================= UsdAudio Proposal

.. include:: rolesAndUtils.rst .. include:: <isonum.txt>

.. note:: This proposal has been implemented. This document exists for historical reference and may be outdated. For up-to-date documentation, see the UsdMediaSpatialAudio page <api/class_usd_media_spatial_audio.html>_.

.. contents:: :local:

Goal

The goal of this proposal is to define a standard schema for adding audio support to USD. The schema must support basic, timed-start audio playback, as well as the ability to identify sounds as having well-defined locations (and orientations) in space. The primary purpose of the new schema is to provide an interchange solution to audio elements embedded in USD scenes and animations.
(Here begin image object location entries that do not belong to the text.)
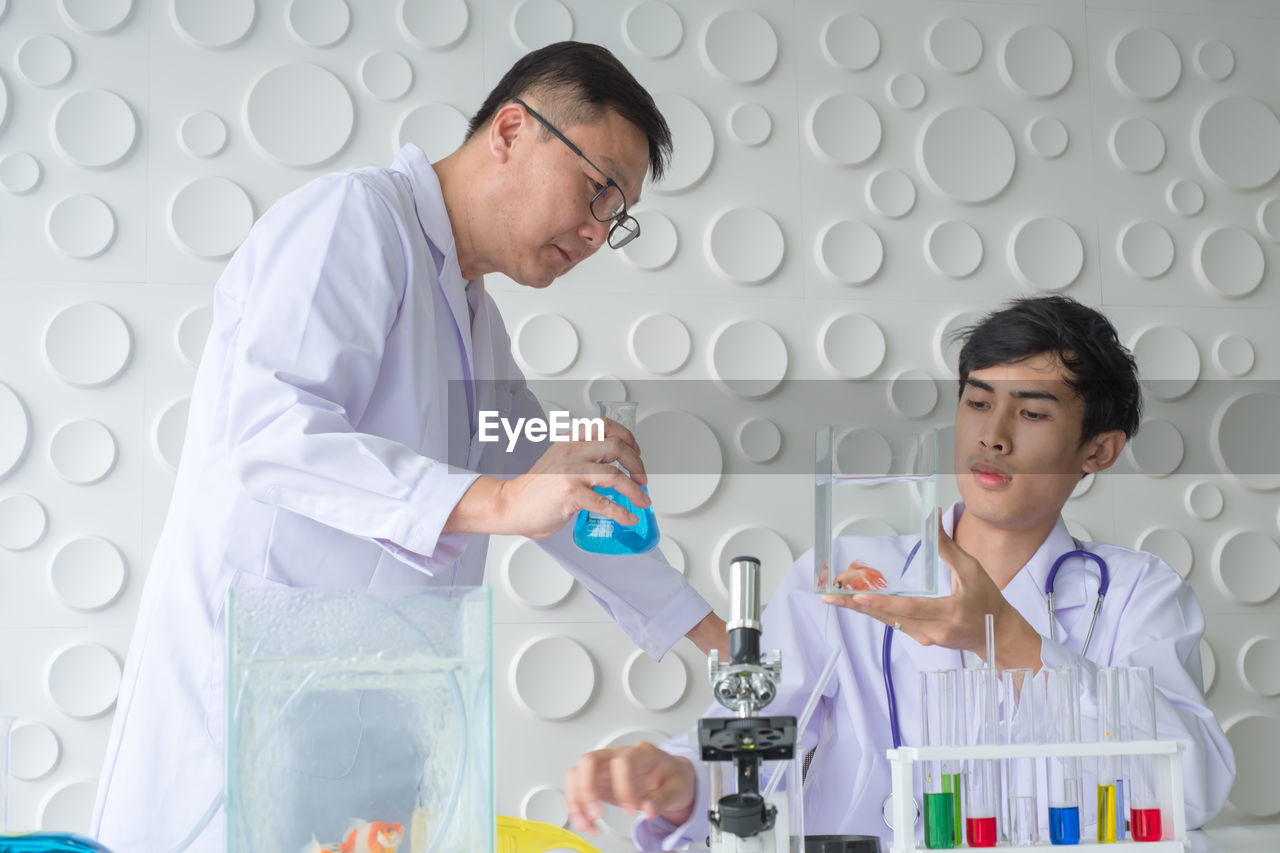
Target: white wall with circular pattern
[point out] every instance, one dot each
(849, 186)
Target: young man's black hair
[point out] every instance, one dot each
(1102, 370)
(574, 83)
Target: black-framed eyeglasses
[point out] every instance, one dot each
(609, 204)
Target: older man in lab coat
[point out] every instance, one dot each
(1047, 395)
(332, 422)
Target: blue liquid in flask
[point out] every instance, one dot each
(49, 843)
(598, 534)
Given that interchange is the main goal, we want to keep the following schema simple, providing what we believe are the minimal requirements to play audio elements in the scene. This schema is not intended as a document format for an audio editing tool since more complex operations on sound elements are not supported. The addition of such a schema may lead to thoughts about describing interactive environments in USD, including such features as triggers for sounds. While encoding triggers for sounds and other actions may be a worthwhile area of future investigation, we defer any consideration of triggers or interactive environments for now in the interests of simplicity and resources .

Initial Requirements

* The USD schema should not directly contain any audio data but should refer
  to an audio file or stream via an *assetPath*

* The USD schema should not directly define the supported audio file
  formats, but see :ref:`Usdz Considerations <wp_usdaudio:usdz considerations>` 
  below for usdz-related restrictions

* Any number of audio elements should be allowed in a USD stage

* Each audio element is consumed as a whole: the USD schema does not provide
  for isolating specific sub-channels or tracks within an audio asset.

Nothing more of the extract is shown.